Противоречивость Толстого, его, так сказать, обоюдность весьма отчетливо выразилась в его отношении, в частности, к писательскому труду. Лев Николаевич в последние десятилетия своей жизни совершенно отрицал профессионализм в искусстве, считая его делом аморальным. Он с презрением говорил о литераторах, сделавших из своего искусства средство зарабатывать деньги для своего существования. Он был против авторских прав и сам от них решительно отказался. Он считал, что всякое искусство должно быть как бы естественным выражением народной потребности в прекрасном, тем, что сейчас называется самодеятельным. В чем-то здесь он был, конечно, недалек от истины. Но лично мне, писателю профессиональному, живущему на деньги, заработанные своей беллетристикой, очень больно сознавать осуждение этого, то есть — всей моей жизни, великим Львом Толстым. Однако сам он неоднократно высказывал поразительно верные мысли о писательском мастерстве, не о самодеятельном, а именно о профессиональном, сам-то он, что бы там ни говорили, был настоящий профессионал, непревзойденный мастер своего дела и в глубине души от этого не мог отказаться даже в самый последний период своей жизни. Он всегда думал об искусстве, о словесном мастерстве. Даже в статье против алкоголизма «Для чего люди одурманиваются?» он не удержался, чтобы не сказать несколько слов о художественном мастерстве. «Брюллов поправил ученику этюд, — пишет в той статье Толстой. — Ученик, взглянув на изменившийся этюд, сказал: „Вот чуть-чуть тронули этюд, а совсем стал другой“. Брюллов ответил: „Искусство только там и начинается, где начинается чуть-чуть“. Изречение это поразительно верно», — подводит итог Толстой.
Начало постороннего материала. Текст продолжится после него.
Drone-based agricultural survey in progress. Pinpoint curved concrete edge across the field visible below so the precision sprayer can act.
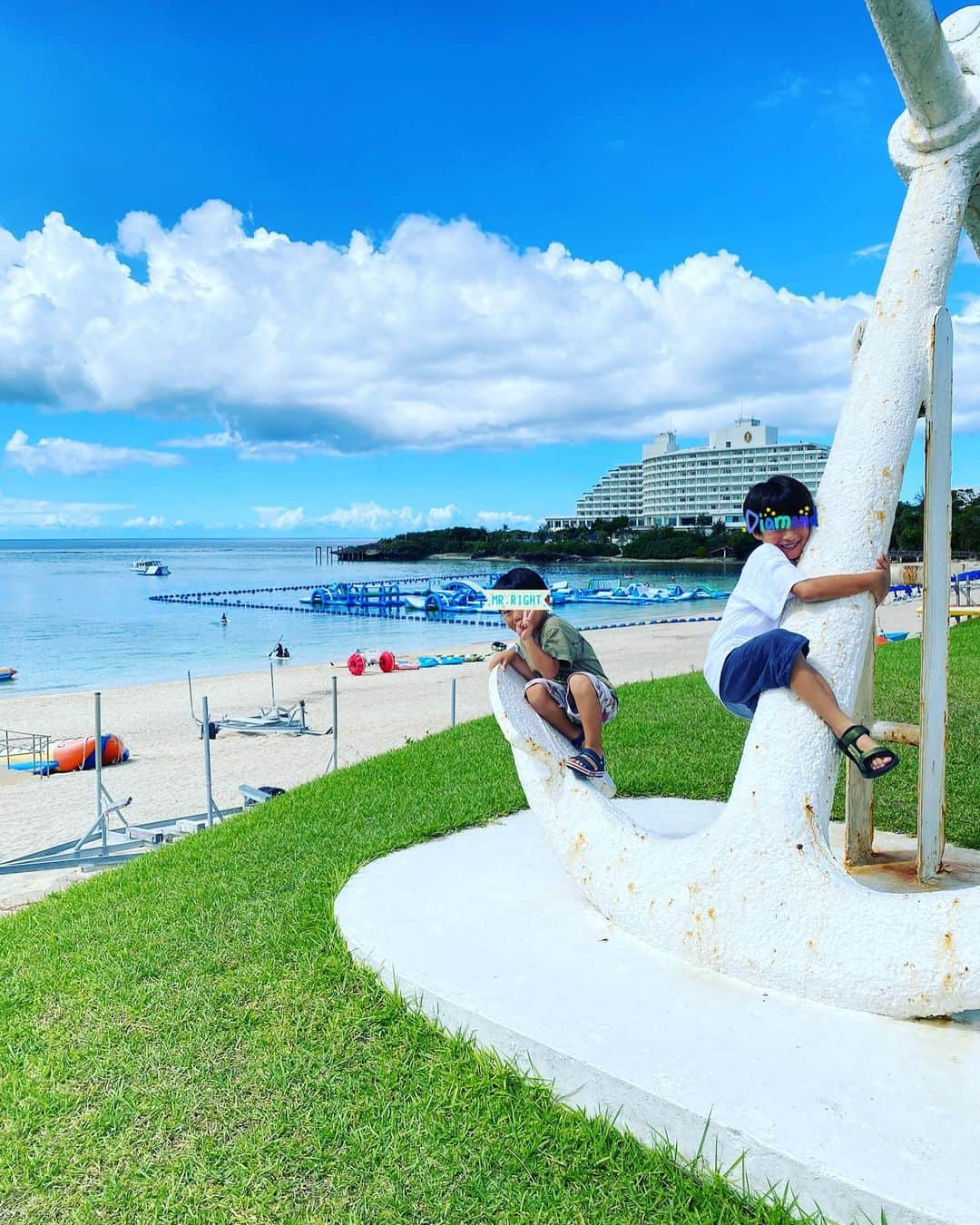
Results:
[489,669,980,1017]
[335,801,980,1225]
А вот еще хотя бы возьмем письмо 1886 года, адресованное его последователю Файнерману (Тенеромо). В нем содержались такие строки: «…кончайте скорее начатый вами рассказ и присылайте сюда. Но не увлекайтесь тем, что (бы) сказать в одном рассказе все. Это всегдашний камень преткновения не имеющих привычки писать», — совет профессионала начинающему, не правда ли? Дальше Толстой советует: «Не ломайте, не гните по-своему события рассказа, а сами идите за ним, куда он ни поведет вас. Куда бы ни повела жизнь, она везде, во всем, может быть освещена одним светом». И дальше уже совсем гениальная мысль: «Несимметричность, случайность (кажущаяся) событий жизни есть главный виновник ее». Мне кажется, именно исходя из этого толстовского положения работает вся современная так называемая раскованная, эмоционально-ассоциативная проза.
«Не отвлекайтесь далеко от сюжета главного, — учит Толстой молодого писателя, — и кончайте, и — присылайте». И заканчивает свою консультацию уже совсем профессионально: «Сытин платит всем по 30 и 50 рублей за лист». Вот он какой был, обоюдный старичок! Кстати, этому же Файнерману, который, видимо, втерся к Толстому в доверие, в 1897 году Толстой пишет следующее: «Я получил ваше письмецо и рукопись, дорогой И<саак> Б<орисович>, и очень сожалею, что не могу ничего приятного сказать вашему знакомому. И по содержанию и по форме этот рассказ не имеет никакого достоинства. Таких пишутся и печатаются тысячи ежемесячно совершенно непонятно для чего. И я не могу сочувствовать этому роду писаний». Уничтожающая рецензия профессионала. Лев показал свои когти. Будучи подлинно профессиональным писателем, величайшим мастером своего дела, Толстой очень часто высказывал разные мысли о своем ремесле. Анализируя с точки зрения стиля библейскую легенду, Толстой поучает всех нас, грешных (в известном смысле даже Томаса Манна): «В повествовании об Иосифе не нужно было описывать подробно, как это делают теперь, окровавленную одежду Иосифа, и жилище и одежду Иакова, и позу и наряд Пентефриевой жены, как она, поправляя браслет на левой руке, сказала: „Войди ко мне“, и т. п., потому что содержание чувства в этом рассказе так сильно, что все подробности, исключая самых необходимых, как, например, то, что Иосиф вышел в другую комнату, чтобы заплакать, — что все эти подробности излишни и только помешали бы передать чувство, а потому рассказ этот доступен всем людям, трогает людей всех наций, сословий, возрастов, дошел до нас и проживет еще тысячелетия. Но отнимите у лучших романов нашего времени подробности, и что же останется?»